2Time's Arrow and Biosignaling, PRESTO, Japan Science and Technology Corporation, Japan.
3Soft Nanomachine Program, Japan Science and Technology Corporation, 2-2 Yamadaoka, Suita, Osaka 565-0871, Japan.
correspondence to: sako@phys1.med.osaka-u.ac.jp

Published online: 1 September 2003
doi:10.1038/nrm1193

Single-molecule analysis is a powerful method to study purified biomolecules in vitro, because the data obtained are not obscured by the averaging that is inherent in conventional biochemical experiments1,2,3. Recently, this advantage has been extended to studies using living cells4,5, in which it has been possible to quantify the dynamic and kinetic parameters of single-molecule reactions in vivo. It is difficult to determine kinetic parameters using multiple-molecule techniques because the reactions of individual molecules occur stochastically inside a cell. In addition, it is hard to spot local and temporal heterogeneities in the dynamic movement of molecules using multiple-molecule techniques. Single-molecule techniques can therefore be used to avoid such difficulties. In this review, we illustrate how single fluorescent molecules can be visualized in living cells. We then discuss the unique and important findings in cell biology that could only have been obtained using single-molecule visualization, as well as the recent progress in in vitro measurements that combine single-molecule visualization with other single-molecule techniques.
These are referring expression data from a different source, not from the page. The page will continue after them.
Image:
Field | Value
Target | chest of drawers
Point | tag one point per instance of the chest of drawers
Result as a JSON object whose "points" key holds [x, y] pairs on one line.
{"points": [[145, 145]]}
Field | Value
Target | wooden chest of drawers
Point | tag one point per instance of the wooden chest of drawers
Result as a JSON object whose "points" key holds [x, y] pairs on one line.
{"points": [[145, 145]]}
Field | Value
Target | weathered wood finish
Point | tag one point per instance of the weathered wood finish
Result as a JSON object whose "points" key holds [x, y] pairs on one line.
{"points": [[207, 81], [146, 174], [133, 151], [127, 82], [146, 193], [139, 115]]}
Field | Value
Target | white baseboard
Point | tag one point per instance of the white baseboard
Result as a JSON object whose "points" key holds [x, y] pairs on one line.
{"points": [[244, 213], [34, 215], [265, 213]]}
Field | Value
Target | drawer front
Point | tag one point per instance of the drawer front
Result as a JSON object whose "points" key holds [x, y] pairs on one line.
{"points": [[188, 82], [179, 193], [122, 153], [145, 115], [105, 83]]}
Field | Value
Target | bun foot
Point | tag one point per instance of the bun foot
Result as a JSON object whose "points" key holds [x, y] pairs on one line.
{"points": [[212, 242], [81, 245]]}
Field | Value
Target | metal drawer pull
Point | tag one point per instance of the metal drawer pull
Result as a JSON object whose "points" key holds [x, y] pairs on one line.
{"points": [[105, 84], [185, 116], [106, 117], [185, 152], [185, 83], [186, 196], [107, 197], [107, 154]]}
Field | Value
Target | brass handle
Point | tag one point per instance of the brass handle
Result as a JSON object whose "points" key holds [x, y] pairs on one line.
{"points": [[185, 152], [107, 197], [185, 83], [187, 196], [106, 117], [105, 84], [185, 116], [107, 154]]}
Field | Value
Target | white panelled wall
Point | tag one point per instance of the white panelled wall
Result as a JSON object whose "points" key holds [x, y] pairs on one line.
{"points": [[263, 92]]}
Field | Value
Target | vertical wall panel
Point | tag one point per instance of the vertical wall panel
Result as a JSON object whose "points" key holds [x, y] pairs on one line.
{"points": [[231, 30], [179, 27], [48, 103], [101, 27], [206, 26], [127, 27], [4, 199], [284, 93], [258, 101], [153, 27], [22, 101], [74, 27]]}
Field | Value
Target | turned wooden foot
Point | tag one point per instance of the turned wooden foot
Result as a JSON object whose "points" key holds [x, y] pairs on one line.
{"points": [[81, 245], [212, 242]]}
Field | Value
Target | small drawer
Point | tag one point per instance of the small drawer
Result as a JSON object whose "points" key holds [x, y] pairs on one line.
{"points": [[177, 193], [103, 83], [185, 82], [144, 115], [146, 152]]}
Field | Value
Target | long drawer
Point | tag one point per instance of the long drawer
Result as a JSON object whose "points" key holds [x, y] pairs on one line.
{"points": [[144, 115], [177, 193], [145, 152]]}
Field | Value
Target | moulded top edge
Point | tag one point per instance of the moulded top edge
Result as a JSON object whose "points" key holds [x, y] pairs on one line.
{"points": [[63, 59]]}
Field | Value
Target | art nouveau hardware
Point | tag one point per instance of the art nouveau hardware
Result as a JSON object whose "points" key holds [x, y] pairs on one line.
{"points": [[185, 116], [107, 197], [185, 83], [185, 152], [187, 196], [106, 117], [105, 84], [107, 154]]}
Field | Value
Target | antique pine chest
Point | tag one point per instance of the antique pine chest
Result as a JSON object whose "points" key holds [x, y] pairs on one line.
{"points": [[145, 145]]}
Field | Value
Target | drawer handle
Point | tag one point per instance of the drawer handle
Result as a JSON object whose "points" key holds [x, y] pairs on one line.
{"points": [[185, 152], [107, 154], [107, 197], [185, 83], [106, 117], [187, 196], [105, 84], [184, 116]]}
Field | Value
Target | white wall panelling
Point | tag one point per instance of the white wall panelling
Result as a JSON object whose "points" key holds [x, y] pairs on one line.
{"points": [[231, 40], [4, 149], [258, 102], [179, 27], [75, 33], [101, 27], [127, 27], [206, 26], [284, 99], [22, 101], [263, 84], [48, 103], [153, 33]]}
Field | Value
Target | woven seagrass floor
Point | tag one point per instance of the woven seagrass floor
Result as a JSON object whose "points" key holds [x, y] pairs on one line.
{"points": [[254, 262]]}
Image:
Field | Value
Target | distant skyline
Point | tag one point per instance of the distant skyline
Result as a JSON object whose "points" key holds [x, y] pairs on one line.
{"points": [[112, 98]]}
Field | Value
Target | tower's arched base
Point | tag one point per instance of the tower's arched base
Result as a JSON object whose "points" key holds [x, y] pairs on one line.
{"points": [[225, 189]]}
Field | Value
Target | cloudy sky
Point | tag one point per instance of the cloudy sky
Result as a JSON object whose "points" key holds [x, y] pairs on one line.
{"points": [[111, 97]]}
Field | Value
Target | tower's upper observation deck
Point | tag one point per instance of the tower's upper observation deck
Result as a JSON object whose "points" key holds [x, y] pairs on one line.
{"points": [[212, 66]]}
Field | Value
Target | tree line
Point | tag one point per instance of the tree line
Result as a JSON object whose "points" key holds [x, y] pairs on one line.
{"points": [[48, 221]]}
Why single-molecule visualization?

Single-molecule visualization of fluorophores in aqueous conditions — using TOTAL INTERNAL REFLECTION fluorescence microscopy (TIR-FM)6 or epi-fluorescence microscopy6,7 — was first performed in 1995. Since then, this technique has been applied to observe directly the motions of linear and rotational molecular motors, enzymatic reactions, the structural dynamics of proteins and DNA–protein interactions in vitro1,2,3. The visualization of single lipid molecules in a lipid bilayer and the simultaneous measurement of ion conductance and the movement of single ion channels in a model membrane have also been reported2,4. Furthermore, in 2000, the biological reactions of ligand and receptor proteins8 and the movements of lipid molecules9 were first visualized as single molecules on the surface of living cells (see Movie 1 online). Since then, ion channels10, small G proteins and their effectors11, cell-adhesion proteins12, viral proteins13 and components of the cytoskeleton14 have been visualized as single molecules in living cells. The list of molecules that have been visualized is still growing rapidly, and the results of some of these studies are discussed in more detail below.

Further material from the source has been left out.